The mechanism of action of C28. LMTK3 has emerged as a critical mediator of oncogenic functions and is therefore considered to be a promising target of anti-cancer therapies. The small molecule C28 was recently identified as a potent and selective LMTK3 inhibitor. C28 acts by inducing the proteasome-mediated degradation of LMTK3 through chaperone deprivation.
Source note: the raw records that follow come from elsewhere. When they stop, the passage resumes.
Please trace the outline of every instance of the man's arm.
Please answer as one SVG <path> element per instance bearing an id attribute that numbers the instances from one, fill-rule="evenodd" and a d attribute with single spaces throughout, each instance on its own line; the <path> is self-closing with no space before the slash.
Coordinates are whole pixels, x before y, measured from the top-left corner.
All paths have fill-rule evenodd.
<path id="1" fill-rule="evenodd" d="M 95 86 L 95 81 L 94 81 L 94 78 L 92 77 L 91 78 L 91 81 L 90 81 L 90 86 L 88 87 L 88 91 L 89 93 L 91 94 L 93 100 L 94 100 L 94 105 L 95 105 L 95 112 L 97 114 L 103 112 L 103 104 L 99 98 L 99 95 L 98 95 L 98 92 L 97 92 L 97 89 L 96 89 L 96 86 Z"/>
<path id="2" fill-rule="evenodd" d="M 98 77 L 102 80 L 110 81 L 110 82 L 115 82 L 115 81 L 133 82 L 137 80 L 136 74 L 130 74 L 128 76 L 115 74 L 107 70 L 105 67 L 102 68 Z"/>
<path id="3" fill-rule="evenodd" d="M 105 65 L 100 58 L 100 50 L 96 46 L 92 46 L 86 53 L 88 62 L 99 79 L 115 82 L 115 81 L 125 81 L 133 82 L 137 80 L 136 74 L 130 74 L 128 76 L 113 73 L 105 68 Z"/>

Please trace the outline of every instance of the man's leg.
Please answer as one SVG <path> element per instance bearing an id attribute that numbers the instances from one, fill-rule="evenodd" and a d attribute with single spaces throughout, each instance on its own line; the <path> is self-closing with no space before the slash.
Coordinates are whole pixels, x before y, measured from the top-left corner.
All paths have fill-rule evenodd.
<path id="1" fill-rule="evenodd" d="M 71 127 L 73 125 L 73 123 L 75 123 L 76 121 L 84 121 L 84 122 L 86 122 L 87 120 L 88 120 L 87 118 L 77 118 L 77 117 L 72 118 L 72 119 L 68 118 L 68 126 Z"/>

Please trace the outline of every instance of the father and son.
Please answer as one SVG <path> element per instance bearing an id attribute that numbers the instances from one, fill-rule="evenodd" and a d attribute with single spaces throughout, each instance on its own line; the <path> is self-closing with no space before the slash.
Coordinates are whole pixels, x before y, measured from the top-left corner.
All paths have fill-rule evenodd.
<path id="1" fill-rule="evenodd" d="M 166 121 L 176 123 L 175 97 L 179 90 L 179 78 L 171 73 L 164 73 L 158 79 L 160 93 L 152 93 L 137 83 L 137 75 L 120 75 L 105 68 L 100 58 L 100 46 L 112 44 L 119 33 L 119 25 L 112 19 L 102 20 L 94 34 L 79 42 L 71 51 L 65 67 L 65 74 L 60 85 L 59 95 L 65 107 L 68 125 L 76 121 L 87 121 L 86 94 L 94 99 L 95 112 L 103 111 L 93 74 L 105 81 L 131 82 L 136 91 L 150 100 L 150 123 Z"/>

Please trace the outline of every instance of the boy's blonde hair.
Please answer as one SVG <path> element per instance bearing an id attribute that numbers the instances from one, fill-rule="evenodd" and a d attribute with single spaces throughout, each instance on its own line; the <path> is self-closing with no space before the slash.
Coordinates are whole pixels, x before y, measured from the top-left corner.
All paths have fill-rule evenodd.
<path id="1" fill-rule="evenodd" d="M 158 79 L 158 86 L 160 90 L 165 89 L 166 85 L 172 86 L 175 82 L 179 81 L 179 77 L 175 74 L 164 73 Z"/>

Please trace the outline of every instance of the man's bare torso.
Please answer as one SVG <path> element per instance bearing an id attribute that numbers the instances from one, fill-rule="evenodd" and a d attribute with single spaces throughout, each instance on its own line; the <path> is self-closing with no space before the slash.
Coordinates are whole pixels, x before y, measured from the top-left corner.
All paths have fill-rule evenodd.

Furthermore, the depletion of LMTK3 by C28 results in microtubule instability with subsequent G2/M cell cycle arrest and cell death through downregulating NUSAP1 and the NUSAP1-regulated protein CDK1. This also reduces the phosphorylation of βIII tubulin at Ser¹⁷² [33,34]. CDK1, cyclin-dependent kinase 1; LMTK3, lemur tyrosine kinase 3; NUSAP1, nucleolar and spindle associated protein 1.